Well. My daughter and her father are back in NOLA this afternoon. Both of them, of course, have their phones turned off, so if something worse than Katrina has happened I don't know about it yet. I assume they're exploring and I hope they're safe. Tomorrow she'll get a look at her new dorm room and will learn whether her clothes and bedding survived the past four months, and then she will, once again, begin her career at Tulane.
She has certainly grieved the loss of Willamette, her first semester host school, and her wonderful group of friends there. But last night she was online purusing the array of volunteer and rebuilding opportunties available in New Orleans and wondering how she was ever going to choose what to do. I think she'll probably be all right.
PS: I'm flying down tomorrow and I'm staying till Sunday. "You're not planning to hang out with me all the time?" asked the lovely daughter. Are you kidding? My cameras are primed and I have hundreds of photographs to take. I plan to see as much of NOLA and southeastern Louisiana as I can. More next week!
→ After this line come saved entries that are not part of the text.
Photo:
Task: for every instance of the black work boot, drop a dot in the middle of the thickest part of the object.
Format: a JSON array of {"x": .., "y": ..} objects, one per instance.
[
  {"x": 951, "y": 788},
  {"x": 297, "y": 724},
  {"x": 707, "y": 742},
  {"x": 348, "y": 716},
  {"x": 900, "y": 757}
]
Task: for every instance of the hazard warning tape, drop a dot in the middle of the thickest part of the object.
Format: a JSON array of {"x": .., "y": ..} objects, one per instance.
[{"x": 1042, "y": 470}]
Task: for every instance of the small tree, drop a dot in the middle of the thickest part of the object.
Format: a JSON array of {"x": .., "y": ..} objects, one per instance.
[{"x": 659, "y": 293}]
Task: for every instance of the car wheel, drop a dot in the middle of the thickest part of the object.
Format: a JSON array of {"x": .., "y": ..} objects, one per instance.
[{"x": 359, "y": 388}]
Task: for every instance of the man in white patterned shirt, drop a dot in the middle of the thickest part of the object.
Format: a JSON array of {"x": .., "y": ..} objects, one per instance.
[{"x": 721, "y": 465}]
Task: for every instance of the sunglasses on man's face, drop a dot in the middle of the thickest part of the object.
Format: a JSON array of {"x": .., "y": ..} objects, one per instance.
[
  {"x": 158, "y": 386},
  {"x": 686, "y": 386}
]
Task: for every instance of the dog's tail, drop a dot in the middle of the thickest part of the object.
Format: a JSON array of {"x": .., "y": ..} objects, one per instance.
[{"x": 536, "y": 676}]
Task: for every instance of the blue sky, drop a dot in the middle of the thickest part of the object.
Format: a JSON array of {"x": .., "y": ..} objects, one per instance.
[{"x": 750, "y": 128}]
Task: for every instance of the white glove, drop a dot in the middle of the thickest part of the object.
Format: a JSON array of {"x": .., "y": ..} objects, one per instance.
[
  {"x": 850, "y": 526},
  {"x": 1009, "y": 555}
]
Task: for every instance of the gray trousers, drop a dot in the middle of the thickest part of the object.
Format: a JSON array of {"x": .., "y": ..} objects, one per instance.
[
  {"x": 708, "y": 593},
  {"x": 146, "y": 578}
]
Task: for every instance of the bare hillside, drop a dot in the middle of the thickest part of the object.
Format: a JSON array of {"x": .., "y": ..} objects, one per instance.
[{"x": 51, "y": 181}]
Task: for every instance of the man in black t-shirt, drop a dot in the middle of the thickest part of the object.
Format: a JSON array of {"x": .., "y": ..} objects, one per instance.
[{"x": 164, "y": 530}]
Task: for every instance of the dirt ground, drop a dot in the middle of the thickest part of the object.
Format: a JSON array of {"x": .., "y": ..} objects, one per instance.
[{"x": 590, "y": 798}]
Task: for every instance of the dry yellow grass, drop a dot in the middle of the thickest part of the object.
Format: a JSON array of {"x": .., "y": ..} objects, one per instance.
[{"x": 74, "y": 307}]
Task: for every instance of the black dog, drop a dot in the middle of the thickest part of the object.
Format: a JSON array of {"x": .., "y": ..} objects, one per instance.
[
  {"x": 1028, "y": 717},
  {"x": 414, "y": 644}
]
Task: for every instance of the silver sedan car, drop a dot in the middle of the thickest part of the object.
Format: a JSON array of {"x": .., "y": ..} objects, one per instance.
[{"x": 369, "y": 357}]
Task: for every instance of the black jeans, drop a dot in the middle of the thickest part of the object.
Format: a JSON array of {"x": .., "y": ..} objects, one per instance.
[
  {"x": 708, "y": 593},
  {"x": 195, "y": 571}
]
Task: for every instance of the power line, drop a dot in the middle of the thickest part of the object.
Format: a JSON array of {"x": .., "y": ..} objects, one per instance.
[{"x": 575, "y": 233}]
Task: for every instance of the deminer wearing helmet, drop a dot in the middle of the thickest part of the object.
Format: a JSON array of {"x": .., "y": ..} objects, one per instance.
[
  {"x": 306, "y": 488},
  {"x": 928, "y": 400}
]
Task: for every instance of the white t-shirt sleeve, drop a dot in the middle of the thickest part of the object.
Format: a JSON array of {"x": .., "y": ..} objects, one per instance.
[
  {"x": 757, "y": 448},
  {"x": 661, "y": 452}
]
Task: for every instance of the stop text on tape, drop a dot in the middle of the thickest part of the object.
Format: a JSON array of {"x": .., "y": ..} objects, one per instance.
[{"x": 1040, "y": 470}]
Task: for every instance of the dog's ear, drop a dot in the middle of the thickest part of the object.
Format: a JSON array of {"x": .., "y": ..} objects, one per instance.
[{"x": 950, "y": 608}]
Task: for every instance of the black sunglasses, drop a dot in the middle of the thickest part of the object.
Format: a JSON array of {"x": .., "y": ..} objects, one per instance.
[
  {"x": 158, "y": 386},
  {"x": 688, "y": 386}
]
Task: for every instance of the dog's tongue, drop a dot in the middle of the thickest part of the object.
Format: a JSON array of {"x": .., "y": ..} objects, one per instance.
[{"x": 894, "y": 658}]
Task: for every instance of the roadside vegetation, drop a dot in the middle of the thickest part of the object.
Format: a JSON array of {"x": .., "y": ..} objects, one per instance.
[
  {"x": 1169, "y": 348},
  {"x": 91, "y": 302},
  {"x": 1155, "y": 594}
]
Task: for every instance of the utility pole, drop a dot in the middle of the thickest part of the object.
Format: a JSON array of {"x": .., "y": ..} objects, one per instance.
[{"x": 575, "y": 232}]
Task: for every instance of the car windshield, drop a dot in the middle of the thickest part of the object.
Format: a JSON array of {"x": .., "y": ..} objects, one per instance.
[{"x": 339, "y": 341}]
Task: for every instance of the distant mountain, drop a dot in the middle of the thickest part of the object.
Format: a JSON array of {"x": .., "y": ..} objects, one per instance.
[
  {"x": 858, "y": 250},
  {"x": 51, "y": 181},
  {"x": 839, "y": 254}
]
PPS: They called! And here's the first report: No, it's not the NOLA they visited a year ago. Trolley cars? Gone. Street lights? Nope. Traffic lights? Mostly down. My daughter says it probably would be depressing, but there are lots of people around. French Quarter: There, but very quiet. Hotel? Sheets covering the windows, room ceiling pulled down, no hallway wallpaper anywhere, endless evidence of blown-out windows and water damage. "Spartan, " says my husband. However, there are lots of parents and students wandering around. My daughter does not sound the least bit deflated.
To my utter dismay, they also report that the President (of the United States) is coming to New Orleans tomorrow. Honestly. This administration's contribution to the recovery of a great American city equals less than zero. How dare he show his face just when the colleges -- among the few institutions that have made real headway, and almost completely on their own steam -- are re-opening? No one needs a presidential entourage impinging upon things tomorrow. Let the university communities have their day in the sun.